Are you speaking of safety within the school, like training injuries?  Or are you speaking of safety on the street/self defense?

I think that balancing safety vs. risk can be a largely mental/theoretical game.  For instance, using the fireman analogy...I can see the young recruits asked the question, "The building is on fire, do you go in?"

The answer from the young and immature, yet fearless and gung-ho is, "Absolutely!"

The seasoned, more mature firefighter asks, "Is there anyone inside the building?"

I have had coaches and been the coach, who, after baseball practice, sits the team down and runs scenarios..."Two outs, runners of first and third, grounder to short...Where do you throw the ball?"  Etc.

You train for the all out life endangering physical confrontation, and temper it with the knowledge that it occurs when all else has failed.

"The best defense is a good offense." - True
"Best defense, no be there." - Truer

It is a tough balance to strike.  Training your absolute tail end off for the encounter that will most likely never come.  All the while working your absolute tail end off to avoid it if it ever does.  Balance, of course, is found in the middle, where you prove to yourself that your training does actually work when needed.  Then, and only then, can you get busy choosing how to use it.  Otherwise, the situations choose you.


----------



## Callandor (May 30, 2007)

Nice topic! Gotta tune in.


----------



## Danjo (May 31, 2007)

KenpoDave said:


> Are you speaking of safety within the school, like training injuries? Or are you speaking of safety on the street/self defense?
> 
> I think that balancing safety vs. risk can be a largely mental/theoretical game. For instance, using the fireman analogy...I can see the young recruits asked the question, "The building is on fire, do you go in?"
> 
> ...


 
I am more referring to in the school since one cannot control what goes on in a real fight as much.

Your post makes a lot of sense and I agree with the concept of balance.

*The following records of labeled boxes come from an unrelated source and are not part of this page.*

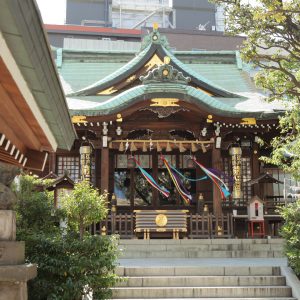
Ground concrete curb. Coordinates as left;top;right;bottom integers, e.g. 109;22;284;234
280;266;300;300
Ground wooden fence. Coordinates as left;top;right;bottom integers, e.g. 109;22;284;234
90;213;234;239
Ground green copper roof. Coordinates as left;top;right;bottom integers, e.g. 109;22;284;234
67;83;284;119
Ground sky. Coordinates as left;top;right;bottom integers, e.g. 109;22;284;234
36;0;66;24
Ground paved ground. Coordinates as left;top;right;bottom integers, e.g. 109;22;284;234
119;258;287;267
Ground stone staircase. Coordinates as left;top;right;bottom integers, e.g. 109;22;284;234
120;239;283;259
113;239;296;300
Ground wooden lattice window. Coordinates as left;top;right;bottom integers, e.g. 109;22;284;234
223;157;252;202
57;156;80;181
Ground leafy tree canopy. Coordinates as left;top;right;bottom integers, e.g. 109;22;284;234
212;0;300;177
62;180;107;238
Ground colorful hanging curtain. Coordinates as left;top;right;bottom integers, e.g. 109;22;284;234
170;165;208;181
193;158;230;199
132;157;170;197
161;156;192;204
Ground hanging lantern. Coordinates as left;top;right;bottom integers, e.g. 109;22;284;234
127;157;136;169
119;142;124;152
157;158;164;168
191;143;198;152
130;142;137;152
229;146;242;199
166;142;172;152
79;145;92;180
179;143;186;152
143;142;147;152
156;142;162;152
186;158;195;169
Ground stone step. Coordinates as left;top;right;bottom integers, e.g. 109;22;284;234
116;266;280;277
121;248;284;258
119;243;283;251
120;238;284;245
115;297;297;300
118;276;286;287
112;286;292;299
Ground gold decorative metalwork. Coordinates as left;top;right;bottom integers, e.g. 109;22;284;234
116;114;123;123
79;145;92;181
101;226;106;235
97;86;118;95
164;56;171;65
241;118;256;125
126;74;136;83
145;54;164;72
72;116;87;123
150;98;179;107
155;214;168;227
229;147;242;199
197;87;213;96
206;115;213;123
163;69;169;76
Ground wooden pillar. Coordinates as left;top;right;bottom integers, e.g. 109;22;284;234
101;148;109;192
212;146;223;216
252;143;263;197
95;149;101;189
49;152;56;173
152;150;160;208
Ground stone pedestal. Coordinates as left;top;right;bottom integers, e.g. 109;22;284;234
0;210;16;241
0;210;37;300
0;162;37;300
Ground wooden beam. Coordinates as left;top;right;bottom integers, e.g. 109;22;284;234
25;150;48;171
212;146;223;216
101;148;109;192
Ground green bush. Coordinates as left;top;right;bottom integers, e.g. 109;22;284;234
26;235;118;300
280;200;300;276
15;175;118;300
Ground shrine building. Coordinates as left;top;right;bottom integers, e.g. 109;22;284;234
47;27;292;238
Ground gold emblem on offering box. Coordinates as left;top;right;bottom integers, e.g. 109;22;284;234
155;214;168;227
241;118;256;125
150;98;179;107
72;116;87;123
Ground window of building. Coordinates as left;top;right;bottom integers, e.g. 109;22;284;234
57;156;80;181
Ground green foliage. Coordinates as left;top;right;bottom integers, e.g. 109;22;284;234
13;175;62;238
280;200;300;276
15;175;118;300
26;235;118;300
61;180;107;238
212;0;300;177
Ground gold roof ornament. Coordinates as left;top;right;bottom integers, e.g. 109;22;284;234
156;142;162;152
191;143;198;152
116;114;123;123
164;56;171;65
166;142;172;152
130;142;137;152
119;142;124;152
179;143;186;152
150;98;179;107
142;142;147;152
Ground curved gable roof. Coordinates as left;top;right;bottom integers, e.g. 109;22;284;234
68;29;238;98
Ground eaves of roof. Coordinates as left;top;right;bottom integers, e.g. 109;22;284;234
67;83;284;119
0;0;76;150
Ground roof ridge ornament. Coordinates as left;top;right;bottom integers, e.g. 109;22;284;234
141;23;170;51
140;57;191;84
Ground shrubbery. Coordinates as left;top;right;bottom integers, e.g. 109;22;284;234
16;175;118;300
280;200;300;276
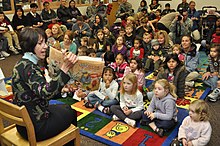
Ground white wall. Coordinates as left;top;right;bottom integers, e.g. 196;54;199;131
128;0;220;12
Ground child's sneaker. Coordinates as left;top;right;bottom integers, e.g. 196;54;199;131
112;115;120;121
208;88;220;102
9;46;19;55
125;118;136;127
0;53;5;60
185;81;195;87
1;51;10;57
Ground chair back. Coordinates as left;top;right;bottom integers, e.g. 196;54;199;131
0;99;36;146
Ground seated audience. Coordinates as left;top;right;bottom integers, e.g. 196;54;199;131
60;30;77;54
41;1;58;26
57;0;73;30
161;3;175;16
72;16;91;47
93;29;111;58
178;100;212;146
177;0;189;12
137;0;148;12
11;7;28;32
116;0;133;20
0;12;21;55
169;10;193;44
12;28;77;145
52;24;64;42
27;3;46;29
69;0;82;22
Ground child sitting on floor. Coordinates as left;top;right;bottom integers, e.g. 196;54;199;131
85;66;118;114
176;100;212;146
124;57;145;92
140;79;177;137
110;53;128;80
111;73;144;127
202;45;220;102
145;39;165;76
129;38;144;60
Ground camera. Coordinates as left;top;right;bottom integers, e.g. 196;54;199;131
177;15;183;21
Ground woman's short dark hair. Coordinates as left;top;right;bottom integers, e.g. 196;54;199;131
130;57;143;70
102;66;117;80
19;27;46;54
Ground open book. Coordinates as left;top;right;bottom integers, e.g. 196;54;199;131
49;48;104;91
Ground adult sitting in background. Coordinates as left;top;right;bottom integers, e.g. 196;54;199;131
0;34;10;60
0;11;21;55
41;1;58;26
60;30;77;54
52;24;64;42
27;3;46;29
69;0;82;22
188;1;200;41
116;0;133;20
96;0;108;25
181;35;200;90
57;0;73;29
137;0;148;12
177;0;189;12
161;3;176;16
72;16;92;47
90;14;104;38
11;7;28;32
147;0;161;20
157;12;179;33
12;28;77;145
169;10;193;44
86;0;99;22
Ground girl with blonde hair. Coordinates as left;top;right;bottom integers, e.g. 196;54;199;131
52;24;64;42
111;73;144;127
140;79;177;137
177;100;212;146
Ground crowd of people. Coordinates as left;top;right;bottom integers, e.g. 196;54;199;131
0;0;220;146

What John Bishop is saying is very very true also. Now a days, it's more and more difficult to get it into people's heads that you can't make an omlette without breaking some eggs. You can't train to fight if you're afraid of getting hurt. I'm not saying that training should involve regular injuries, or that precautions should not be taken, but the normal bumps and bruises that accompany contact activities should be badges of honor, not the cause of emotional trauma.


----------



## morph4me (May 31, 2007)

What we do is allow hard contact with an open hand to the upper body, upper arms and chest, at 1/2 speed for new students. This way they can feel the contact without too much concern for getting hurt, as they advance and feel more comfortable we get faster and harder and when they become advanced students, sankyu and above,  pretty much anything goes, by then they understand the basics and the consequences.


----------



## MJS (May 31, 2007)

Danjo said:


> I think the point is more two things: 1) better to get hit in the school so that getting hit in a real fight doesn't shock you too badly due to never having encountered it. and 2) I agree that one should train to get hit per se, but you have to admit that if you aren't getting hit once in a while, you're not training very hard.


 
2 great points that I agree with!  Better to make the mistakes in the dojo where we can work on correcting them, than make them in a situation where it may be too late.


----------



## Danjo (May 31, 2007)

Danjo said:


> I think the point is more two things: 1) better to get hit in the school so that getting hit in a real fight doesn't shock you too badly due to never having encountered it. and 2) I agree that one should train to get hit per se, but you have to admit that if you aren't getting hit once in a while, you're not training very hard.


 
Under point 2 it should have read "shouldn't"


----------



## Jdokan (May 31, 2007)

Danjo said:


> I think the point is more two things: 1) better to get hit in the school so that getting hit in a real fight doesn't shock you too badly due to never having encountered it. and 2) I agree that one should train to get hit per se, but you have to admit that if you aren't getting hit once in a while, you're not training very hard.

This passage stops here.